# Wo Rezepte, Bank, Inventar und Gold anschauen?



## JokerGermany (30. März 2006)

Wo kann ich die Sachen, die ich oben genannt habe nachschauen?

Ich habe es bei meinem eigenen Char aktiviert und trotzdem erscheint nix 


			Dieser Inhalt steht nur eingeloggten Mitgliedern zur Verfügung.


----------



## Roran (30. März 2006)

JokerGermany schrieb:
			
		

> Wo kann ich die Sachen, die ich oben genannt habe nachschauen?
> 
> Ich habe es bei meinem eigenen Char aktiviert und trotzdem erscheint nix
> 
> ...


Aus Erfahrung kann ich dir nur einen Tip geben. 


			Dieser Inhalt steht nur eingeloggten Mitgliedern zur Verfügung.
        


Geb der DB so ca 10 - 15 Minuten zeit,
dann sollte es da sein.

Wenn nicht, geh in deinen Char und mach Taschen und Bank auf,
und Log dich aus.

Die DB kann leider nicht Zaubern, die braucht was Zeit.


----------



## Crowley (30. März 2006)

Bank und Rezepte werden nur ausgelesen, wenn man die entsprechenden Fenster im Spiel tatsächlich auf hatte.


----------



## JokerGermany (30. März 2006)

Sodan schrieb:
			
		

> Aus Erfahrung kann ich dir nur einen Tip geben.
> 
> 
> Dieser Inhalt steht nur eingeloggten Mitgliedern zur Verfügung.
> ...



Das weiß ich, ich habe gewartet, ca 20 min.

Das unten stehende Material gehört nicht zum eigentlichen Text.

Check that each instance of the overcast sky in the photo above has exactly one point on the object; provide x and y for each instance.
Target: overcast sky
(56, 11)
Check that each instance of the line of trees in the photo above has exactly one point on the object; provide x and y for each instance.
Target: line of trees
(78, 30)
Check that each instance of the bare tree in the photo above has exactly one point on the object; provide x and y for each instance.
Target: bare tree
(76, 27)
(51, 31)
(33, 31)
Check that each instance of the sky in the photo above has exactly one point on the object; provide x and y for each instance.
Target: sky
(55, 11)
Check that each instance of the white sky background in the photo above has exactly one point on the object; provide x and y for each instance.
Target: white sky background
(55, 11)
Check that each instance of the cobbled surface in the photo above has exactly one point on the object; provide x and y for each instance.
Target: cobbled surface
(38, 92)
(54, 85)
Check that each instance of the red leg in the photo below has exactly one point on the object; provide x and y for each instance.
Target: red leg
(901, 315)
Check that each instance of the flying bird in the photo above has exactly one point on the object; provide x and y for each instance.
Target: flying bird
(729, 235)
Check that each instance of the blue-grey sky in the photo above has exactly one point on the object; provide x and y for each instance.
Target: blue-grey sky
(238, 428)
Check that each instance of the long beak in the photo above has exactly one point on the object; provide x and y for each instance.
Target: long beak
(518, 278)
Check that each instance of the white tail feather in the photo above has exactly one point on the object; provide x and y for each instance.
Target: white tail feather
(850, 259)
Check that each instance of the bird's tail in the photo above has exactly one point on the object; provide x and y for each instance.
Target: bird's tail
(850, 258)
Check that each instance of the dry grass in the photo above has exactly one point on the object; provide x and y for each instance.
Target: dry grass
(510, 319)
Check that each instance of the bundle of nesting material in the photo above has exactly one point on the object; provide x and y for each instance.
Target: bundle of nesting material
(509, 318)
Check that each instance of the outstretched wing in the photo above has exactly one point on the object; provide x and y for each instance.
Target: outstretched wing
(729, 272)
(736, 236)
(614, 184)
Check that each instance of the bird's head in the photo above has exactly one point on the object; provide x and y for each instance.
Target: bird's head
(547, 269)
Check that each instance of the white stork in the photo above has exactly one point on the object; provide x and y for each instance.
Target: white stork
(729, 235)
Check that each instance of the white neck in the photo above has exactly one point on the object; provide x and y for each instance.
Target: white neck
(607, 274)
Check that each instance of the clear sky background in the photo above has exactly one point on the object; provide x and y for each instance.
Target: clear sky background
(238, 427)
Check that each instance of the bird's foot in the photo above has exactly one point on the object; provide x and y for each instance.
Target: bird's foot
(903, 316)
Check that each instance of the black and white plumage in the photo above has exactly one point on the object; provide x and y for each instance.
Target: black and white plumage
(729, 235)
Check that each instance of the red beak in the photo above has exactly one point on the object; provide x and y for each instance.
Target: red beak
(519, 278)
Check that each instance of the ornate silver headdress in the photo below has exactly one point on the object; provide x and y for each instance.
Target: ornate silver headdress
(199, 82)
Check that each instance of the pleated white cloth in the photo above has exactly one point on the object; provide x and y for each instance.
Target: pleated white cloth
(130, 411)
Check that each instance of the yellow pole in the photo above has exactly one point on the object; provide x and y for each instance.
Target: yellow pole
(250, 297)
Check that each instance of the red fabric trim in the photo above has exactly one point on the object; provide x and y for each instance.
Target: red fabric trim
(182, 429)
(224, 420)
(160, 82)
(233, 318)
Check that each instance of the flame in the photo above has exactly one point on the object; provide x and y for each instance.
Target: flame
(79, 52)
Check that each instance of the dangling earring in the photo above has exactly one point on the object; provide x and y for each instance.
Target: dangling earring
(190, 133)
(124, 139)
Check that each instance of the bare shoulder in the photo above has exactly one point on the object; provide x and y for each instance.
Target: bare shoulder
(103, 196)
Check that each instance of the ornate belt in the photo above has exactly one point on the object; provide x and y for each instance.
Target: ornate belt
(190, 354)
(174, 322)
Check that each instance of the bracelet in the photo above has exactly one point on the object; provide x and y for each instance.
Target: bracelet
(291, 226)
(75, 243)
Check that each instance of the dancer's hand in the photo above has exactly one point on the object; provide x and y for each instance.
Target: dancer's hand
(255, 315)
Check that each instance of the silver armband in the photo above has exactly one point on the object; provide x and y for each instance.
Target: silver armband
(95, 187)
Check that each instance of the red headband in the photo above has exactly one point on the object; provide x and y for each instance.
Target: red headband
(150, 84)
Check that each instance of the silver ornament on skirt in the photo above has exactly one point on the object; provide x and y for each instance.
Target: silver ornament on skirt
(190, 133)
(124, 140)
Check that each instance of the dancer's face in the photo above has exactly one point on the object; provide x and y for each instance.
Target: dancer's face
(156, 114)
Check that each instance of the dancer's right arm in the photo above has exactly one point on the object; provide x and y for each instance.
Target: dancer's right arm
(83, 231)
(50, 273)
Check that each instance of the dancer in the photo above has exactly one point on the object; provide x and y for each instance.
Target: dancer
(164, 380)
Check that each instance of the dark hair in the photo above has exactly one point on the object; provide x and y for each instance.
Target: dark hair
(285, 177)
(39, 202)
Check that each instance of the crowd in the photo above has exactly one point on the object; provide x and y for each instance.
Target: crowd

Und hatte alle Fenster, außer das Rezeptfenster auf, und trotzdem wird weder Gold, noch Inventar, Bank angezeigt.
(Die hatte ich offen)
Meinen Char hat er aber aktuualisiert. (Siehe Datum)


----------



## Zulaka (30. März 2006)

JokerGermany schrieb:
			
		

> Und hatte alle Fenster, außer das Rezeptfenster auf, und trotzdem wird weder Gold, noch Inventar, Bank angezeigt.
> (Die hatte ich offen)
> Meinen Char hat er aber aktuualisiert. (Siehe Datum)
> [post="110544"][/post]​




Ich habe dasselbe Problem. Mein Char wurde aktualisiert, aber ich kann weder Rezepte noch Inventar sehen. In der BLASC.lua ist alles korrekt aufgeführt, alle Rezepte und Daten.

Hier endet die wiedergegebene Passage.